Some 75 percent of the individuals who have died had one or more pre-existing condition that put them at higher risk. More men than women have succumbed to the illness, a metric that tracks with global reports of the death toll. The new dashboard, however, does not track the number of hospitalizations, despite the county’s efforts to previously report out that data.

Information about how many tests have been conducted, however, was conspicuously absent on the new data portal. As of March 22, the county’s lab had only processed tests for 647 individuals. Despite signing off on a new mandate Tuesday that would require private labs like Verily and Quest Diagnostics to report how many each has conducted, a spokesperson for the health department said on Friday that the updated number of tests was not yet readily available.

The low volume of tests being conducted has hindered the ability of public officials to get a true picture of the scope of the outbreak. Santa Clara County and the city of San Jose have had different projections to the actual number of cases and predicted death tolls.

Earlier this week, San Jose Deputy City Manager Kip Harkness said anywhere from 2,000 to 16,000 people could die from COVID-19 in the county of nearly 2 million people. But in a statement given Thursday afternoon to reporters, county officials questioned the numbers, saying they hadn’t had a chance to review the methodology.
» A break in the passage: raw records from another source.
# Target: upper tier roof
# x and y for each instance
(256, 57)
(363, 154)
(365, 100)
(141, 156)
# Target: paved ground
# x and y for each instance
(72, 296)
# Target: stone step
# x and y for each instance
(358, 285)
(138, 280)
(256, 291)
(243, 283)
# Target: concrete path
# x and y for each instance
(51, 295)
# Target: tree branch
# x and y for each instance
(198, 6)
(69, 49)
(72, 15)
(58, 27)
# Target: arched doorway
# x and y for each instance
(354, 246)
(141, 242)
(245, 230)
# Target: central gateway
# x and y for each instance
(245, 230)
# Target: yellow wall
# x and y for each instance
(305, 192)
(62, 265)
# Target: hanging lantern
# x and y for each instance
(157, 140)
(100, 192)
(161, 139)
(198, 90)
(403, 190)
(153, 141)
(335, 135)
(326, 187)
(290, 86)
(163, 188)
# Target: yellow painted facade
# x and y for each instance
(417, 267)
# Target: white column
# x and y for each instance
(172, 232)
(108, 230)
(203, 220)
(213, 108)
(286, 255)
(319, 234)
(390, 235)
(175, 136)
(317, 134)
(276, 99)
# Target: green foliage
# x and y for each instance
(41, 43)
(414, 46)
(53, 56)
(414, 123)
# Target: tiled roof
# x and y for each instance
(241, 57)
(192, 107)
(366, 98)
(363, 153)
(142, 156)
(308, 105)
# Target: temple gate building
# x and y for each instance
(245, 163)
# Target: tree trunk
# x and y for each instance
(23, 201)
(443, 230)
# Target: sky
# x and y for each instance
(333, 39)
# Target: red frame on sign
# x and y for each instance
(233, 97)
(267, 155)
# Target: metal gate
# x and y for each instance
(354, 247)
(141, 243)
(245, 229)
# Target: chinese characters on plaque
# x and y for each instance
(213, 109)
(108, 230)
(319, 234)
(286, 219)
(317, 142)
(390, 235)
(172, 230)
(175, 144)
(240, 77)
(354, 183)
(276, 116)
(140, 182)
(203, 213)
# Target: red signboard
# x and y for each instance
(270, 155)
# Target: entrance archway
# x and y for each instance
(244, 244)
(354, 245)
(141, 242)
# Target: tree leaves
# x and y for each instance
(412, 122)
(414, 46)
“The model shared by the city of San Jose projecting deaths and future case counts of COVID-19 was not produced, reviewed, or vetted by the County of Santa Clara,” the agency’s communications team said. “The County of Santa Clara continues to actively assess the situation and take necessary actions to slow the spread of the novel coronavirus in our community and protect those most at risk for severe illness.”

Source: Santa Clara County


  1. Some interesting information on COVID-19 testing.

    “New COVID-19 Rapid Diagnostic Approved On ‘GeneXpert’ TB Platform; Could Pave Way For More Testing In Low- & Middle-Income Countries”

    A company named Cepheid makes a commonly used family of “low-end” machines called “GeneXpert”..

    There are roughly 5,000 GeneXpert machines in the U.S., but there are also other types of machines used for testng.

    Machines come in different sizes with 1, 2, 4, 8 ,16 or more automated testing station.

    A test is conducted by a technician who puts a sample in a cartridge, and loads the cartridge into a testing station.

    The GeneXpert machine seems to sell for about $17,000 per testing station.

    The single-use cartridges contain consumable reagents and sell for about $20 each.

    A test can be done in about 45 minutes. It appears that some tests can occur faster and a testing station may be able to do 96 tests per day (4 per hour).

  2. > Public health officials unveiled the latest count on a new dashboard—part of an effort by the county to be more transparent about its pandemic response.

    The dashboard is interesting and probably saves a lot of people a lot of time answering questions.

    NOW, we need a dashboard on outcomes.

    We need to see a bargraph (“histograph”) of status of cases by day since diagnosis.

    It needs to show “active” cases and “closed” or “recovered” cases.

    It is important to know how the population of “active” cases is growing or declining, and the “time to recovery” for a COVID-19 infection.

    If the population of “ACTIVE” cases is stable or declining, than all the isolations, quarantines, sheltering and lockdowns are arguably working.